Anyway ranger has a cut ear, and some fur stuck in his teeth and I've got a bitten pinky finger". I feel bad but I don't think I was wrong, I know how dogs get sometimes with toys and new dogs, and I addressed it . Only by her dog catching me by surprise i can guarantee this would have never happened, although I will admit my dog is very protective of toys sometimes it has never escalated to this there was maybe a growl or a snap and it was over (with the GSD' and golden he normally interacts with on a weekly basis.) I'm going to end my rant now I'm glad I was there because if I wasn't I fear dogs would have been severely injured this wasn't a show of aggression it was quiet and fierce.

** Please read the rules. No swearing and that includes putting * or other symbols in place of the letters. Thank you ADMIN**


----------



## Kahrg4 (Dec 19, 2012)

Omg how horrible!! I'm so sorry this happened to you. Make sure to take good care of your pinky so it doesn't get infected! 

Poor Ranger. I've recently had experiences of my own with other owners who don't have control of their dogs. I think you did the right thing. Shame on that woman for failing to control her dogs or even intervene!
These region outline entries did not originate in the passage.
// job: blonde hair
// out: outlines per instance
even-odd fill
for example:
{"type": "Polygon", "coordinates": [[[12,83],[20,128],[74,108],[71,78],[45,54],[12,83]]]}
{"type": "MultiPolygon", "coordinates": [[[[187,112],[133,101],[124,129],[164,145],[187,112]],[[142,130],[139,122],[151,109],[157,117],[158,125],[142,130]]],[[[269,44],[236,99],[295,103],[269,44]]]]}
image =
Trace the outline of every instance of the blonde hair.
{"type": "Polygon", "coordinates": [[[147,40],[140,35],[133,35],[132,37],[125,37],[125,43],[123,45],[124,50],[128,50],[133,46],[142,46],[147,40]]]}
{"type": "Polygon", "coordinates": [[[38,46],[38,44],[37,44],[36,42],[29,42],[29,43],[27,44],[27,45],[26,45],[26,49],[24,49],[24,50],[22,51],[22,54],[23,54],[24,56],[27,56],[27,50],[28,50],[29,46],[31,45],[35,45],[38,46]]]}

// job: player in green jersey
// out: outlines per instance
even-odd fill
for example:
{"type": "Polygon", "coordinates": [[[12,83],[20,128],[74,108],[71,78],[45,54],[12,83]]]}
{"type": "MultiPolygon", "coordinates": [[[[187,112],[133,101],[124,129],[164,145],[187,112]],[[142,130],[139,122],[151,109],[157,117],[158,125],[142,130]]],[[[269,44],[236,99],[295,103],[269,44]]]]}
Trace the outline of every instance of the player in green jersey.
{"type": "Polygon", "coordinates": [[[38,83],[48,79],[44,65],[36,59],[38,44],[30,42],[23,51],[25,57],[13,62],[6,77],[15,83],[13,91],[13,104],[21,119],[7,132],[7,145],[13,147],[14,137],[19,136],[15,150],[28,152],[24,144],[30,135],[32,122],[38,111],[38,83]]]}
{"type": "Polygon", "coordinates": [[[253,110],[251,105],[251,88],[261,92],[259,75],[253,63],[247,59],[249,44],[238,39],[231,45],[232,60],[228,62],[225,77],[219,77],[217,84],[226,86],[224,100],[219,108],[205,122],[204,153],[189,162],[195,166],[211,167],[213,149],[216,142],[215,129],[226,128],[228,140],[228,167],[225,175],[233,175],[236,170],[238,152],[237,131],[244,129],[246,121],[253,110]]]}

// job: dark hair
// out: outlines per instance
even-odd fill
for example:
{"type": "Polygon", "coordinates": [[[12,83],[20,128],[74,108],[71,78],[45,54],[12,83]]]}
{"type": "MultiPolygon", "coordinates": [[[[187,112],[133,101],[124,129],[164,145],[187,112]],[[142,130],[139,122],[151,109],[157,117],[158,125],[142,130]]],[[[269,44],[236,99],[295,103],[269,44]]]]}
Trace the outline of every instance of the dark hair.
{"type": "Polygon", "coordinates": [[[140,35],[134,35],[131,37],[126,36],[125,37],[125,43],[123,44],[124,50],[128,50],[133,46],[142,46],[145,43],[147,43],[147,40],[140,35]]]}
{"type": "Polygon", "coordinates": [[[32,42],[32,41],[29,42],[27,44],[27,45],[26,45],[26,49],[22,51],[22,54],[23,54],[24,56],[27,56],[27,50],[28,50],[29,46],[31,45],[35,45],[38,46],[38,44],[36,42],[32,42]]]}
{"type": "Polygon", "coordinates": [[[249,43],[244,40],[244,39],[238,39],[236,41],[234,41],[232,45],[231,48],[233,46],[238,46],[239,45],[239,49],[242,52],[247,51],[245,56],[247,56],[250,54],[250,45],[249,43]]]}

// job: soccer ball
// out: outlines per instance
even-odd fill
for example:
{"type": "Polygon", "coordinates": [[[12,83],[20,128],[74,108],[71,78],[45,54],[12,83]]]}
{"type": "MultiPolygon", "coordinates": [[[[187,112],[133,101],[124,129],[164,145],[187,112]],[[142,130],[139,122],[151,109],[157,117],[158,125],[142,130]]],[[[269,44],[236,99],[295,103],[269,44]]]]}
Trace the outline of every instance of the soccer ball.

Throwing coffee cups!?!? ugh. people.

Perhaps think about only visiting the dog park when the two of you can be alone there? My gsd gets possessive of tennis balls, and since you never know how the other dogs are going to be, we only visit the dp when it's empty. 

Well wishes for a quick recovery for both you!


----------



## Sookie (Aug 28, 2013)

I am sorry this happened. But I will say that if you have a dog who is very protective of toys - or has any type of aggression towards other dogs he plays with regularly like the snapping/snarling you mentioned - that you should NOT take him to a dog park, or let him around other dogs for play. You may think the woman is in the wrong, from her point of view you could be in the wrong. She probably expected your dog would be friendly as you had him at a dog park. I think that is a fair expectation on her part. Again, I'm sorry it happened, but it sounds like the whole time you were a bit on edge thinking it was a possibility, which in my mind means you should never have been there in the first place.


----------



## MadLab (Jan 7, 2013)

I guess the dog getting your Frisbee was a mistake on your part.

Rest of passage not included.